Just fifteen arbitrators, all from Europe, Canada and the US (who can earn as much as $1 million per case), have decided 55 per cent of all the treaty disputes. “They have built a multi-million-dollar self-serving industry, dominated by a narrow exclusive elite of law firms and lawyers whose interconnectedness and multiple financial interests raise serious doubts about their commitment to deliver fair and independent judgements,” say authors Pia Eberhardt and Cecilia Olivet.
Undeterred, the Canadian government is deep in negotiations with Europe to seal a new form of trade and investment treaty that for the first time includes sub-national governments. The Canada-EU Comprehensive Economic and Trade Agreement will give French utility giants Suez and Veolia the right to challenge Canadian municipalities that try to remunicipalise their water services. It will also permit Swiss bottled water giant Nestle (whose water division headquarters are in France) the right to challenge provincial bans or limits imposed on bottled water takings.
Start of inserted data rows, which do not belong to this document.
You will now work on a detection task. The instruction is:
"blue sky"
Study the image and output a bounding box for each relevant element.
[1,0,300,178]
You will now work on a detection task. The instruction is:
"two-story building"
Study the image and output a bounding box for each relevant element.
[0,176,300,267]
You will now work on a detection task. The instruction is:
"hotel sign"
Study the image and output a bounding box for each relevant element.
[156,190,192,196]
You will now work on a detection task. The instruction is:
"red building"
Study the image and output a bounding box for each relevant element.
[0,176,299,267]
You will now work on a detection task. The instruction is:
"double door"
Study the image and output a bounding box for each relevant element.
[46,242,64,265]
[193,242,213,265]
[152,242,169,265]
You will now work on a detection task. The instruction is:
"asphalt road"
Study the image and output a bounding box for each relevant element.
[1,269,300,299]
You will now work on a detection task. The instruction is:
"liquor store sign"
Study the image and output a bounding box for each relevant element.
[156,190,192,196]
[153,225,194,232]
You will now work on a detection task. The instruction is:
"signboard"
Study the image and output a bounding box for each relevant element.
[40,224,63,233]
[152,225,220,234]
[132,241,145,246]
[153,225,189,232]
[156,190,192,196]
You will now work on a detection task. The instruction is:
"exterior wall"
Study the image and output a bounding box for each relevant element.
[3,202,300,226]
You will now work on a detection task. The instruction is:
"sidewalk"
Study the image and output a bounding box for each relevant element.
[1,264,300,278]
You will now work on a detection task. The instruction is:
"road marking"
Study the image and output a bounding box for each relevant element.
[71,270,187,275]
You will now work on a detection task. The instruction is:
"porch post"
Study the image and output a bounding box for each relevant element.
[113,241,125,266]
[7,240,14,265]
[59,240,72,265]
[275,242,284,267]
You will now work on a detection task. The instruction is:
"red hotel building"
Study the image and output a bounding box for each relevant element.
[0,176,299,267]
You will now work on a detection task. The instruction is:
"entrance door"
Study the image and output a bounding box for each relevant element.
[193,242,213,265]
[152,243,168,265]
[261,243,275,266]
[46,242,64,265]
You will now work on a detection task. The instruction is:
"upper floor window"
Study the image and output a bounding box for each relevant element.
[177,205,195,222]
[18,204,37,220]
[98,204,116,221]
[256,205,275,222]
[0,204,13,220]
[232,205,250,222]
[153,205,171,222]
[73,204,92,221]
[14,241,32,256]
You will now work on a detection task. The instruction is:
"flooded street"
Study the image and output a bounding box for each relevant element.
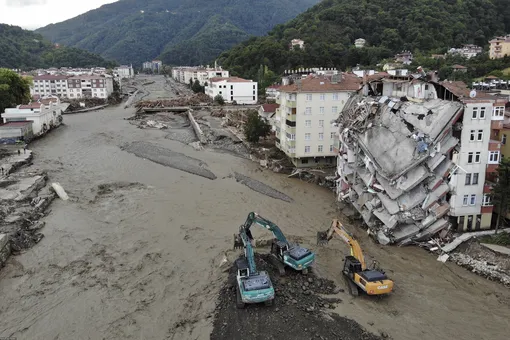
[0,77,509,340]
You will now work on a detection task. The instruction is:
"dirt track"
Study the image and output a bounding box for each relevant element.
[0,76,509,340]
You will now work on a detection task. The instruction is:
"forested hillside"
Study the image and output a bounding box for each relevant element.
[218,0,510,80]
[35,0,319,66]
[0,24,116,70]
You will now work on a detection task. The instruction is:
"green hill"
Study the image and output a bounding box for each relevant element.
[0,24,116,70]
[35,0,320,66]
[217,0,510,80]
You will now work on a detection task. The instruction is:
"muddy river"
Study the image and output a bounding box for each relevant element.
[0,77,509,340]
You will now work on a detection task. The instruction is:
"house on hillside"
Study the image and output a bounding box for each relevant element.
[258,103,280,130]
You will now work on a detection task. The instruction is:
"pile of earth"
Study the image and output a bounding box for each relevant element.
[211,254,385,340]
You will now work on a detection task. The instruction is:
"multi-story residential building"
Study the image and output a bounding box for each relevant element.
[489,35,510,59]
[332,75,508,245]
[3,96,63,136]
[31,75,69,98]
[274,73,360,168]
[448,44,483,59]
[205,77,258,104]
[265,85,280,99]
[143,60,163,73]
[114,65,134,79]
[172,66,229,86]
[68,75,114,99]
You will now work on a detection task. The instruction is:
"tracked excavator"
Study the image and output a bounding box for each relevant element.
[234,212,315,275]
[233,226,275,309]
[317,219,394,296]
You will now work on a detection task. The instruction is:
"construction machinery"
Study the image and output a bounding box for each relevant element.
[234,212,315,275]
[317,219,394,296]
[234,226,275,309]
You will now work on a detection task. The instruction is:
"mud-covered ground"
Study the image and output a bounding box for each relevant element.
[212,254,384,340]
[0,76,509,340]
A proposed major new investment agreement with China will give the Chinese state-owned energy company, CNOOC, the right to sue the Canadian government if British Columbia forbids the building of a controversial pipeline to carry Alberta tar-sands bitumen to the west coast for tanker export. The company will also have the same NAFTA rights that American energy companies now have to fight any move by Alberta to conserve and protect its water.
All these corporations will be able to use investor-state agreements to prevent a future federal government from undoing the damage the Harper government has done to our environmental laws. Harper has gutted the Fisheries Act, the Navigable Waters Protection Act and the entire environmental assessment process. Federal law no longer protects the vast majority of our lakes and rivers. Any attempt by a future government to re-introduce these protections could be met with a barrage of compensation claims by foreign corporations.
Canada must join the growing host of nation-states refusing to sign any deal that gives corporations such raw power.